Isso induz o ciclo de carbono, por meio da liberação de CO2 (dióxido de carbono) em grandes quantidades e metano (CH4) em bem menores, que tornam possível a estabilidade térmica na atmosfera do globo, dando condições naturais para o aparecimento e evolução da vida em escala de bilhões de anos.

“Portanto, as concentrações iniciais desses elementos num planeta rochoso contribuem de modo indireto para a habitabilidade em sua superfície, especialmente devido aos seus tempos longos de decaimento (escalas de bilhões de anos)”, diz Milone.

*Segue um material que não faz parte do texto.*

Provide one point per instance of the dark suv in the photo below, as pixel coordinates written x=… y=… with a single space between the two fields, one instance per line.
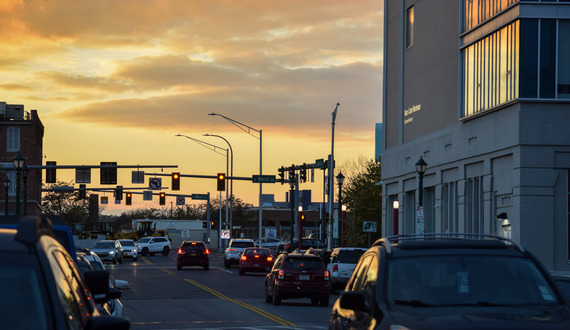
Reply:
x=42 y=287
x=193 y=253
x=449 y=281
x=296 y=275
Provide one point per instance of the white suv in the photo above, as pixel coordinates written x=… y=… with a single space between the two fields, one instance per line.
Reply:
x=151 y=245
x=235 y=249
x=341 y=265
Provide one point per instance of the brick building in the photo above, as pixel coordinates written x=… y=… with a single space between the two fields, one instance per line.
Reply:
x=21 y=131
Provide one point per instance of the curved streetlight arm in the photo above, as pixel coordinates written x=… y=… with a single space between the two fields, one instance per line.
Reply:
x=206 y=144
x=241 y=126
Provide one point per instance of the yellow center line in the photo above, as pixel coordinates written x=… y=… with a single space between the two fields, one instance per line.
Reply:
x=241 y=303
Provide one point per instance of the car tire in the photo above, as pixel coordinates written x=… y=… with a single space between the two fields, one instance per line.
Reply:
x=276 y=298
x=325 y=301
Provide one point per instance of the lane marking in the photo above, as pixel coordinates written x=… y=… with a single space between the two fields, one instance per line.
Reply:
x=241 y=303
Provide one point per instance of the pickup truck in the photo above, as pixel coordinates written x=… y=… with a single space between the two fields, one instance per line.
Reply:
x=153 y=244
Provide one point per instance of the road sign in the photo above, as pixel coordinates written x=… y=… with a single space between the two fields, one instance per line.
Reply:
x=203 y=197
x=369 y=226
x=154 y=183
x=263 y=178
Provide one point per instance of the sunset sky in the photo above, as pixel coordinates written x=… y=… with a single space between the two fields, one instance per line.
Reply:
x=117 y=80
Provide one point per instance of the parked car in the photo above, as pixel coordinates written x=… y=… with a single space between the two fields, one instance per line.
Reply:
x=255 y=259
x=296 y=275
x=113 y=307
x=109 y=250
x=129 y=249
x=35 y=270
x=193 y=253
x=450 y=281
x=234 y=250
x=341 y=265
x=153 y=244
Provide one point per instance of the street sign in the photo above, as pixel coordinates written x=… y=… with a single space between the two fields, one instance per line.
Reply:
x=203 y=197
x=154 y=183
x=369 y=226
x=263 y=178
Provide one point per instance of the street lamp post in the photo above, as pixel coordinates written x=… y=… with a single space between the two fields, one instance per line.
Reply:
x=7 y=183
x=25 y=173
x=421 y=167
x=340 y=181
x=228 y=209
x=248 y=130
x=213 y=148
x=19 y=162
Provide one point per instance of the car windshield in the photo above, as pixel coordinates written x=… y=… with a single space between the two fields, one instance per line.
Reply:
x=242 y=244
x=23 y=305
x=295 y=263
x=349 y=256
x=467 y=280
x=104 y=245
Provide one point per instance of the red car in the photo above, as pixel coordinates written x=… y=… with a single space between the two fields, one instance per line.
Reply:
x=255 y=259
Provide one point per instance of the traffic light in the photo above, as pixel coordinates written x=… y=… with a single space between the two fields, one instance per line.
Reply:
x=119 y=193
x=221 y=182
x=82 y=191
x=175 y=181
x=303 y=173
x=50 y=172
x=281 y=174
x=109 y=175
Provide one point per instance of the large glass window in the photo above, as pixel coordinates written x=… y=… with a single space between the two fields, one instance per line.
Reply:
x=410 y=28
x=478 y=11
x=490 y=70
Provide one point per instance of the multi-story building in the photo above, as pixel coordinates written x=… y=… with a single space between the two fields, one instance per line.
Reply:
x=21 y=131
x=480 y=90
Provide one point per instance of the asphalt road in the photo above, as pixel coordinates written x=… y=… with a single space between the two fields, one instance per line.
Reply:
x=161 y=297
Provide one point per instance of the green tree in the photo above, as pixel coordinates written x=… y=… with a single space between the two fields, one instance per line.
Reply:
x=363 y=197
x=66 y=204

As gêmeas solares estudadas pela equipe do Inpe têm diferentes idades bem determinadas desde 500 milhões a 8,6 bilhões de anos. “Por isso, podemos acompanhar a abundância do tório ao longo do tempo de evolução da Galáxia, como também em estrelas similares ao Sol”, explica Milone.

“Outro trabalho, realizado por pesquisadores americanos, já havia observado que nosso astro é ligeiramente deficiente em tório em comparação com 13 gêmeas suas (sete em comum com nosso estudo), mostrando que tais astros, caso possuam planetas rochosos, proporcionariam reservatórios de energia interna a eles suficientes pra o surgimento da vida.”

Em outras palavras, a pesquisa mostrou que há uma grande quantidade de energia disponível devido ao decaimento de tório para manter a convecção do manto e o tectonismo em potenciais planetas rochosos que possam existir em torno de gêmeas solares.

“O mais empolgante é que parece que esse elemento também é abundante em gêmeas solares velhas, significando que a Galáxia pode estar repleto de vida, tanto no espaço quanto no tempo”, diz Botelho.

Além disso, de acordo com estimativas de Milone e de Jorge Luis Melendez Moreno, do Departamento de Astronomia do Instituto de Astronomia, Geofísica e Ciências Atmosféricas (IAG), da Universidade de São Paulo (USP), devem existir cerca de 100 milhões a 1 bilhão de estrelas relativamente parecidas ao Sol na Galáxia.

“Isso é apenas uma ordem de grandeza, baseado em uma extrapolação do que conhecemos a partir de estudos da vizinhança solar”, ressalva Melandez.

Outra estimativa do grupo é de que cerca 5% das gêmeas solares poderiam ter sistemas planetários parecidos com o nosso (planetas rochosos relativamente próximos ao Sol e gigantes gasosos distantes).

“Assim, ‘chutamos’ que existam entre 5 milhões e 50 milhões de sistemas planetários similares ao solar na nossa galáxia”, diz Milone. “Parece que não estamos sós nela e consequentemente no Universo. Contudo, é bom ressalvar que os resultados do nosso trabalho abrem apenas possibilidades para existência e manutenção da vida, e não detecção de vida extraterrestre em si.”